On 26/01/2012 04:42, Douglas Siebert wrote:
On Wed, 2012-01-25 at 18:56 +0100, David Brown wrote:
On 25/01/12 14:55, Peter Grandi wrote:
2) must support passing TRIM commands through the RAID layer
(e.g. ext4->LVM->RAID->SSD) to avoid write amplification that
reduces SSD lifetime and performance
That's not really necessary with modern SSD's - TRIM is
overrated. Garbage collection on current generations is so
much better than on earlier models that you generally don't
have to worry about TRIM.
Unfortunately not necessarily just for write amplification, and
the "cleaner" (aka garbage collector) is really helped by TRIM.
The really big deal is that the FTL in the flash SSD cannot
figure out which flash-pages are unused, and cannot use a simple
heuristic like "it is all zeroes" because filesystem code do not
zero unused logical sectors when they are released but writes
them only much later when they are allocated. TRIM is just a a
way to ''write'' a logical sector as unused without zero-filling
it (or other implicit marks).
Dropping TRIM makes your life /much/ easier with SSD's,
especially when you want raid. According to some benchmarks
I've seen, it also makes the disk measurably faster.
While something like TRIM is really important, there is a bad
reputation of TRIM, but it is due to SATA TRIM being specified
badly, as it is specified to be synchronous (or cache-flushing
or queue flushing).
I've read about this in a few places - there are several failing points
in SATA TRIM that make it difficult to implement and much less useful
than it could be.
One problem is that TRIM is synchronous, as you say. That means if it
is used during deletes, it makes them much slower - potentially very
much slower. Secondly, there is no consistency as to what is read back
from a trimmed sector. Had it always been read as zero, it would suit
much better for raid.
As far as Linux software RAID goes, end users would currently only care
about TRIM when using using RAID with a pair of SSDs. So in that case,
require enabling the write intent bitmaps when enabling TRIM support. I
believe this would eliminate the concern about what gets read back from
a trimmed sector. I realize benchmarks show bitmaps to slow things down
a lot, but I'm assuming that's because writing them to hard drives is
the cause due to their slow seeks. With SSDs no such concern would
exist.
It is not the seek time that makes TRIM slow, it is the synchronous and
non-queued nature of it - the flow of data onto and out of the SSD is
blocked until the TRIM is issued and completed.

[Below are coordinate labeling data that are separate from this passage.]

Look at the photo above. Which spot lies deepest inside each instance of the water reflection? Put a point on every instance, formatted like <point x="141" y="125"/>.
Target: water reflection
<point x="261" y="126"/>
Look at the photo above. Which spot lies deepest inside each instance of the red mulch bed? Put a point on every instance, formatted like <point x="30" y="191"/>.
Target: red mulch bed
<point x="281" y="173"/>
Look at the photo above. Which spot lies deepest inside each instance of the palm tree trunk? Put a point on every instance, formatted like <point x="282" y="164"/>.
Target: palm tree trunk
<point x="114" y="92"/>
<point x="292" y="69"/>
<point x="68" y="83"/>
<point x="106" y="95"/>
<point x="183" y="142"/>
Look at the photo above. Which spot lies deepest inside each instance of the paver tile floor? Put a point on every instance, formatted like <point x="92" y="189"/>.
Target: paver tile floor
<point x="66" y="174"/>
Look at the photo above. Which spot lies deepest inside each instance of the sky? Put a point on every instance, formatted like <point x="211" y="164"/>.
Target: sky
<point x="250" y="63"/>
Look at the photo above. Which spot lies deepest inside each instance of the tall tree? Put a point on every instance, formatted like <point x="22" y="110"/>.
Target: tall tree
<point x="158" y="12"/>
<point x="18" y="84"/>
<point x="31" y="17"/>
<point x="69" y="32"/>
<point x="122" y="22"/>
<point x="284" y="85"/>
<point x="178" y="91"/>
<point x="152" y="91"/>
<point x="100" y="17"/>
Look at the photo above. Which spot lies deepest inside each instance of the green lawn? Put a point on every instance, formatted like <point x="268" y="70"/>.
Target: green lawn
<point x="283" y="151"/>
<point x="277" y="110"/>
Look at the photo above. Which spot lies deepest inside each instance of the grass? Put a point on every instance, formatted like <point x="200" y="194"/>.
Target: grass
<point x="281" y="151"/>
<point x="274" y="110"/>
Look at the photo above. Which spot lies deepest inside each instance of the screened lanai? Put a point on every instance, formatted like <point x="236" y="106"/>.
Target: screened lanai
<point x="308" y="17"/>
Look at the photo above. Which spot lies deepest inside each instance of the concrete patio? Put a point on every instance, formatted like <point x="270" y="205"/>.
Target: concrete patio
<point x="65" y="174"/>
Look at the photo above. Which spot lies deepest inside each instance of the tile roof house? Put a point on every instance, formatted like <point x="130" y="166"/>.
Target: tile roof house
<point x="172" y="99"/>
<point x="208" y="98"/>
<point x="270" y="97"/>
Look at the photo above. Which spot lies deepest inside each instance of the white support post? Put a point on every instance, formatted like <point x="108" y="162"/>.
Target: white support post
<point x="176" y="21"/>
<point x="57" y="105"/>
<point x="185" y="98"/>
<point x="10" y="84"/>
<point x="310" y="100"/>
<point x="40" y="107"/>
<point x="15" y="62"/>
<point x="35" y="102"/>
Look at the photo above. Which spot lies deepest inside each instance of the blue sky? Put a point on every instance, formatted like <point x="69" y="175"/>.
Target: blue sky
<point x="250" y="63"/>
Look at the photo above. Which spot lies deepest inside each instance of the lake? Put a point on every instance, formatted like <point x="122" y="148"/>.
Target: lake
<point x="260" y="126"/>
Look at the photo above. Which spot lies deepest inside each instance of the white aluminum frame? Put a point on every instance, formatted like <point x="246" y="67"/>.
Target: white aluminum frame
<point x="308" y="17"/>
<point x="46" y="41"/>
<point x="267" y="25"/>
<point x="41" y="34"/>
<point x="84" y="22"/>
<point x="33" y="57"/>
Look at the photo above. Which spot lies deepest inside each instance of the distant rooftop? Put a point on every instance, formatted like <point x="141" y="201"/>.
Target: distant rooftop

Your point about TRIM potentially slowing things down due to the
synchronous nature of the ATA 3.0 spec is well taken, but you don't have
to mount your filesystems with -o discard. You can just run fstrim out
of cron daily. That's exactly what I'm planning to do, and I think most
people using TRIM are doing so until SSDs support the ATA 3.1 spec's
asynchronous TRIM.
Currently, fstrim is the recommended way to do trimming on Linux. I
believe it only works for some filesystems (ext4 and xfs?).
The trim commands don't pass through the md layer - Neil Brown has
explained on this list already that it is difficult to do efficiently,
and is low priority for development. The key problem is that because
read-backs of trimmed blocks are not specified or consistent, you have
to trim a whole stripe at a time. That means you have to track and
record the trims until you have got a whole stripe, then apply it.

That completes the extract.